United States of America, Plaintiff-appellee, v. Francisco Hernandez-marquez, Defendant-appellant, 980 F.2d 739 (9th Cir. 1992)Annotate this Case
Before FEINBERG,* GOODWIN and SCHROEDER, Circuit Judges.
Francisco Hernandez-Marquez (Hernandez) appeals from a judgment of conviction entered in the United States District Court for the Southern District of California, Gordon Thompson, Jr., J., on one count of transporting undocumented aliens.
Hernandez stopped his truck alongside a group of illegal aliens. His co-defendant negotiated with the group to transport its members within the United States. In exchange for transporting the group, Hernandez and his co-defendant were to receive $70.00. Thereafter, the co-defendant apparently told two other aliens that they could come along at no extra charge. Unknown to Hernandez, the Border Patrol had observed this entire transaction. When Border Patrol agents pursued the truck, Hernandez bailed out. Still moving and with the aliens still inside, the truck crashed through a wooden and chain-link barricade, eventually coming to rest astride a drainage ditch. The aliens were thrown out of the truck.

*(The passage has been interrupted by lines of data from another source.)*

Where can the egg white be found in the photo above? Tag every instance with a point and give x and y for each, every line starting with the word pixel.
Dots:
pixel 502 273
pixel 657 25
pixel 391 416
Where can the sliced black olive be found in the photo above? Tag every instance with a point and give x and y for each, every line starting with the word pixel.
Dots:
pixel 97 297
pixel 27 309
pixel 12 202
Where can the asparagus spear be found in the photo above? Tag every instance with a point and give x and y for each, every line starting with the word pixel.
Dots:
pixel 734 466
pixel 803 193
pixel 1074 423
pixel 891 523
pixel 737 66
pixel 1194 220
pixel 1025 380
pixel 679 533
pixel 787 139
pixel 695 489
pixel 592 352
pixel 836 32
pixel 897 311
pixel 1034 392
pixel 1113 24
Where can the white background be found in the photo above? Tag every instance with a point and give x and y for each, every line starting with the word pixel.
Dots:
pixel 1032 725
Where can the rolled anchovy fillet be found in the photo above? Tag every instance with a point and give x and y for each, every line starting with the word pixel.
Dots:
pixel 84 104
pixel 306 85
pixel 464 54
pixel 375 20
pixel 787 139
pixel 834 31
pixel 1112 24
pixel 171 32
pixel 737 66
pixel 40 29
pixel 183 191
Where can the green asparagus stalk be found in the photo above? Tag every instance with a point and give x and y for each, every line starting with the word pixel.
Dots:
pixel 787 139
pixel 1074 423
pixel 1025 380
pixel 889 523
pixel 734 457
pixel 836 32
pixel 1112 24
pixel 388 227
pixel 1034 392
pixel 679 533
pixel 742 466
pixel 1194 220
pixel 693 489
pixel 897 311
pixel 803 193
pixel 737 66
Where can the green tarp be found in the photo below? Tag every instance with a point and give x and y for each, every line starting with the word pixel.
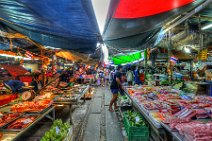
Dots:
pixel 129 57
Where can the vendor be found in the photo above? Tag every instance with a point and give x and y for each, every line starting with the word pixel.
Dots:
pixel 37 82
pixel 14 85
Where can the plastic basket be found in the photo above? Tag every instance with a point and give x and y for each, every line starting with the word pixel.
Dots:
pixel 135 133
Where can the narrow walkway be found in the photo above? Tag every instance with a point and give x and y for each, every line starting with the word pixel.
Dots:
pixel 102 125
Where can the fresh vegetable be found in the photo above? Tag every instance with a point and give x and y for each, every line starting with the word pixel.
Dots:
pixel 135 118
pixel 57 132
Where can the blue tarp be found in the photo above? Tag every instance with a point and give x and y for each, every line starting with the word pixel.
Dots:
pixel 67 24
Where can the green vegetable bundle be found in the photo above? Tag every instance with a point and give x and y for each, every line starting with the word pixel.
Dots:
pixel 57 132
pixel 135 119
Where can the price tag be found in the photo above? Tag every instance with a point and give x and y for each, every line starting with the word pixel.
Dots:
pixel 26 121
pixel 137 119
pixel 57 130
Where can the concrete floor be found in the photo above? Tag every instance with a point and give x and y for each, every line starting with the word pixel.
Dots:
pixel 102 125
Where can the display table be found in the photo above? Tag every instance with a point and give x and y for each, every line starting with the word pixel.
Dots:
pixel 157 133
pixel 48 113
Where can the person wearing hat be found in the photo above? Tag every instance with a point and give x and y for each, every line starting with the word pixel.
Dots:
pixel 115 87
pixel 37 82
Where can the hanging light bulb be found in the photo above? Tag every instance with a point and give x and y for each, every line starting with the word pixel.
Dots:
pixel 187 50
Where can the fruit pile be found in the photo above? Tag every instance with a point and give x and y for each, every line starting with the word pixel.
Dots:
pixel 135 119
pixel 57 132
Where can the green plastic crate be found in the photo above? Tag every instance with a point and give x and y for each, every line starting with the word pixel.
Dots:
pixel 135 133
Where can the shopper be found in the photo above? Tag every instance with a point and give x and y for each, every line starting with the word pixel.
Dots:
pixel 37 82
pixel 115 87
pixel 102 79
pixel 136 76
pixel 14 85
pixel 129 76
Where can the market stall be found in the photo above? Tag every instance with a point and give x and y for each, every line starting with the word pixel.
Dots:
pixel 172 114
pixel 18 117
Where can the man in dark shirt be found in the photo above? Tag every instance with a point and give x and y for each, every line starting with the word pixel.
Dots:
pixel 115 87
pixel 14 85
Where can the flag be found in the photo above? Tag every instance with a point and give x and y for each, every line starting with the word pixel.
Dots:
pixel 28 54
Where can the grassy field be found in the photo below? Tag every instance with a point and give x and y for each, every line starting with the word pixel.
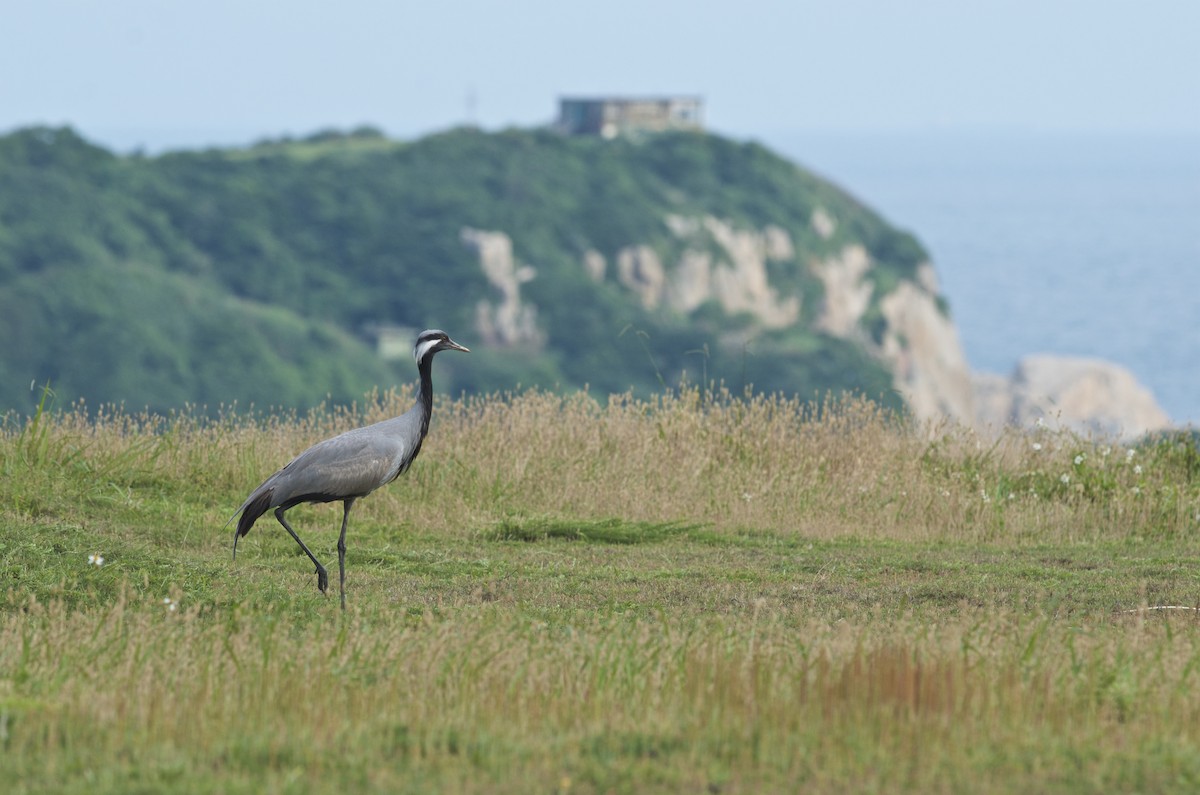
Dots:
pixel 696 593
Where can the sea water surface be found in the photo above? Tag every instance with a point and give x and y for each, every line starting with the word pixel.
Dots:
pixel 1047 243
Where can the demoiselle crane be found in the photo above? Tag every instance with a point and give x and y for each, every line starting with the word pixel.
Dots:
pixel 351 465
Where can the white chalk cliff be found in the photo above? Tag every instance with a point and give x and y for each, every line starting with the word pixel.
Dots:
pixel 911 332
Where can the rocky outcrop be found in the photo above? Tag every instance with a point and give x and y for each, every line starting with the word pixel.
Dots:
pixel 918 341
pixel 847 294
pixel 507 321
pixel 735 276
pixel 922 345
pixel 1079 394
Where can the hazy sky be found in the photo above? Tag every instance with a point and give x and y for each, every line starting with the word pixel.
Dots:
pixel 169 73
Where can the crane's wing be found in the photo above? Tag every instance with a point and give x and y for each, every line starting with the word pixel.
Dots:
pixel 351 465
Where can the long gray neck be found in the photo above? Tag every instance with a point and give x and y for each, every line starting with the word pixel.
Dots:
pixel 425 396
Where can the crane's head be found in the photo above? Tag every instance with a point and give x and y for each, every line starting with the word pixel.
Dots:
pixel 430 341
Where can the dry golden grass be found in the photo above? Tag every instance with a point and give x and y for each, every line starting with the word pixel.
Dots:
pixel 691 593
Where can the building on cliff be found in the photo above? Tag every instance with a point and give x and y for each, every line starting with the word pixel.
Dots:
pixel 611 117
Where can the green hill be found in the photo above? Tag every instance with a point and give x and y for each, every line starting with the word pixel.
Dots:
pixel 263 274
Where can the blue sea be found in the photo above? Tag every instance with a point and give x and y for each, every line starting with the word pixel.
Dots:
pixel 1068 244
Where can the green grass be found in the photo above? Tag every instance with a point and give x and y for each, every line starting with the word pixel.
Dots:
pixel 687 595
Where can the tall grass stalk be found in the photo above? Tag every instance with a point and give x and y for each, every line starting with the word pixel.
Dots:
pixel 697 591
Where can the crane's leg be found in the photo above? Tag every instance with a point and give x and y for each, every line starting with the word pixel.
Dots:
pixel 322 574
pixel 341 547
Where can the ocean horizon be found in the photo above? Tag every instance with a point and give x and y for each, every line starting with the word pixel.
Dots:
pixel 1068 244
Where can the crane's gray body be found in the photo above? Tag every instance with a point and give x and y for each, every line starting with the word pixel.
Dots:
pixel 351 465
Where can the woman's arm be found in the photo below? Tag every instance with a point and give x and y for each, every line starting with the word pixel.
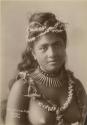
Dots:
pixel 17 105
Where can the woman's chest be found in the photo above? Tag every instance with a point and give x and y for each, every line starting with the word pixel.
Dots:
pixel 39 115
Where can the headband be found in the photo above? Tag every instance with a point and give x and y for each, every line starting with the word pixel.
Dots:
pixel 35 27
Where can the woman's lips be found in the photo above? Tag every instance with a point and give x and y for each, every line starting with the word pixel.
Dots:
pixel 52 61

Hernandez was charged with both conspiracy to transport several unknown illegal aliens and transportation of one particular illegal alien, Marta Alicia Juarez-Aguilar (Juarez). He pleaded guilty to the latter charge. 8 U.S.C. § 1324(a) (1) (B); 18 U.S.C. § 2. The court imposed a $50 special assessment and sentenced Hernandez to 18 months imprisonment, followed by three years of supervised release. This appeal followed.
Hernandez argues that the district court erred when it found that the offense had been committed for profit and so refused to reduce the applicable offense level by three points. Although no one disputes that Hernandez transported the group for profit, Hernandez argues that he pleaded guilty only to transporting Juarez, that under United States v. Castro-Cervantes, 927 F.2d 1079 (9th Cir. 1990), only Juarez's transportation was relevant to his sentencing and that Juarez was in fact transported at no charge. The government, relying on our recent decision in United States v. Fine, No. 90-50280, 1992 U.S.App. LEXIS 21174 (9th Cir. Sept. 14, 1992) (en banc), responds that the district court could properly look to the fact that the other aliens were transported for profit, despite the plea agreement.
We need not decide whether this case is governed by Castro-Cervantes or Fine because, as we see it, the issue before the sentencing court was a factual one. Although Juarez may in fact have been riding at no extra charge, the district court nonetheless found that Hernandez "was driving the truck for profit." This finding is not clearly erroneous. Whether or not Hernandez was aware that one member of the group of aliens in the truck was not paying for the transportation, his state of mind when he was driving the truck was the same. That is, he was driving the truck not as a good samaritan but for a profit.
Next, Hernandez argued in his brief that the district court erroneously departed upward based on his conduct during the high-speed chase. Hernandez claimed that such conduct was already taken into account by the Commission in U.S.S.G. § 3C1.2. This position is no longer tenable after this Court's decision in United States v. Hernandez-Rodriguez, No. 91-50572, 1992 U.S.App. LEXIS 21604 (9th Cir. Sept. 15, 1992), which was issued after Hernandez filed his brief. Hernandez-Rodriquez specifically holds that upward departures in the context of high-speed chases are permissible under U.S.S.G. § 2L1.1, comment. (n. 8) and U.S.S.G. § 3C1.2, comment. (n.2). Id. at * 8-9, * 12.
Finally, we must consider Hernandez's claim that the district court departed too far. Under Hernandez's interpretation of the guidelines, the district court departed upward to a sentence of 18 months from a range of zero to six months. We will reverse an authorized departure "only if the [district court's] choice is 'unreasonable' in light of the standards and policies incorporated in the Act and the Guidelines." United States v. Lira-Barraza, 941 F.2d 745, 751 (9th Cir. 1991) (en banc). Here, the district court treated Hernandez's conduct as analogous to "aggravated assault" under the guidelines. See U.S.S.G. § 2A2.2. Hernandez claims that because he never intended to assault any of his passengers, the district court's reliance on this analogy was misplaced, and the extent of the departure was unreasonable.
According to the government, Hernandez attempted to escape the Border Patrol by driving down a dead end, slowing the truck and then quickly accelerating it moments before jumping out. The district court found that Hernandez "accelerated the truck before it hit the barricade and did not try to stop the truck." This finding is not clearly erroneous. The district court believed that Hernandez's activity "constituted an aggravated assault." Application note 1 to U.S.S.G. § 2A2.2 states that " ' [a]ggravated assault' means a felonious assault that involved (a) a dangerous weapon with intent to do bodily harm (i.e., not merely to frighten), or (b) serious bodily injury, or (c) an intent to commit another felony." On these facts, the analogy to "aggravated assault" was not inappropriate, and the extent of the departure was not unreasonable.